We have no information of his formative years, other than like his sister, he was raised in the family home at number 34 Sámova, Praha 10. It's a beautifully appointed three-storey home on the banks of the River Vitava befitting the offices his father once held. Subject no longer resides at that address. There is no criminal activity recorded against his name. Although he was only fifteen years old when Khrushchev visited, we do know he made quite a noise at the Aero Vodochody factory the next day following his father's, the general's, non-appearance at home. He was called to appear before the local commissar committee of junior party officials to explain his behaviour. He offered no defence and was severely reprimanded, having his junior party membership suspended for three months; however, after an intervention on his behalf by his senior chemical tutor at the Prague pre-University school he attended, that punishment was rescinded and nothing was recorded against his name. We have reason to believe it was Dalek who discovered his father's body.

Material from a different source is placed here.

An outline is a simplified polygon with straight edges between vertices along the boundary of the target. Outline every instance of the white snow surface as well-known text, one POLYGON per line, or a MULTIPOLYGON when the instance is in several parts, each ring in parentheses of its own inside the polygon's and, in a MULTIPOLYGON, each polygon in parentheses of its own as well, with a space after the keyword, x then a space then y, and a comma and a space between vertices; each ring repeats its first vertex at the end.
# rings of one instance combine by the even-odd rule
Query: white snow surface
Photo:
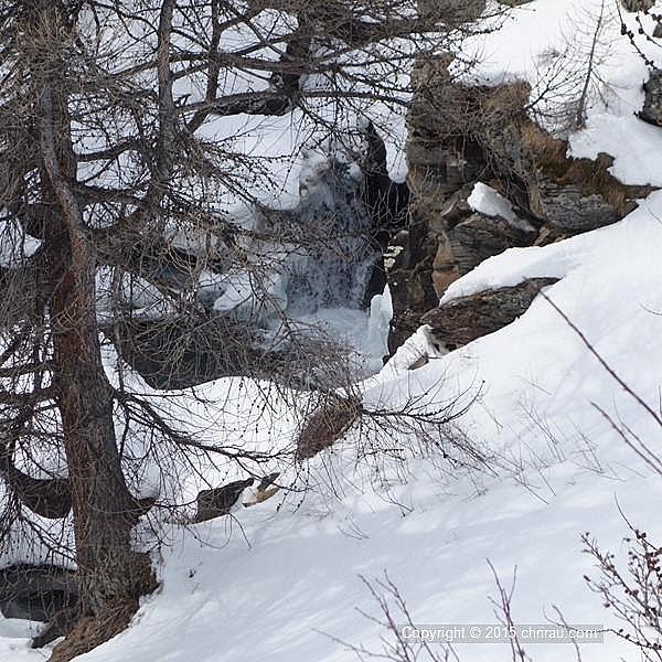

That was on the morning of the twelfth of January, the day after Khrushchev left the country and the committee was convened that evening. The official reason given for the lapse of time between the general's disappearance and discovery, was that he'd died from a heart attack in a part of the complex seldom used by anyone.
Dalek was educated to a higher level than normal. He left the Czechoslovakian university at the age of twenty-one with the equivalent of five first-class honours degrees. One was in chemical analysis. He has occupied the same employment position since leaving the country's education system—Premier Analyst at Bok's Chemicals, Prague. A very prestigious position. He is overall second in charge at the chemical plant and considered to be one of the rising stars in the fledgling Czech scientific industry. We would like that ascendency to be accelerated and we want to know the progression boundaries in the development of your core subject: fuel from waste products.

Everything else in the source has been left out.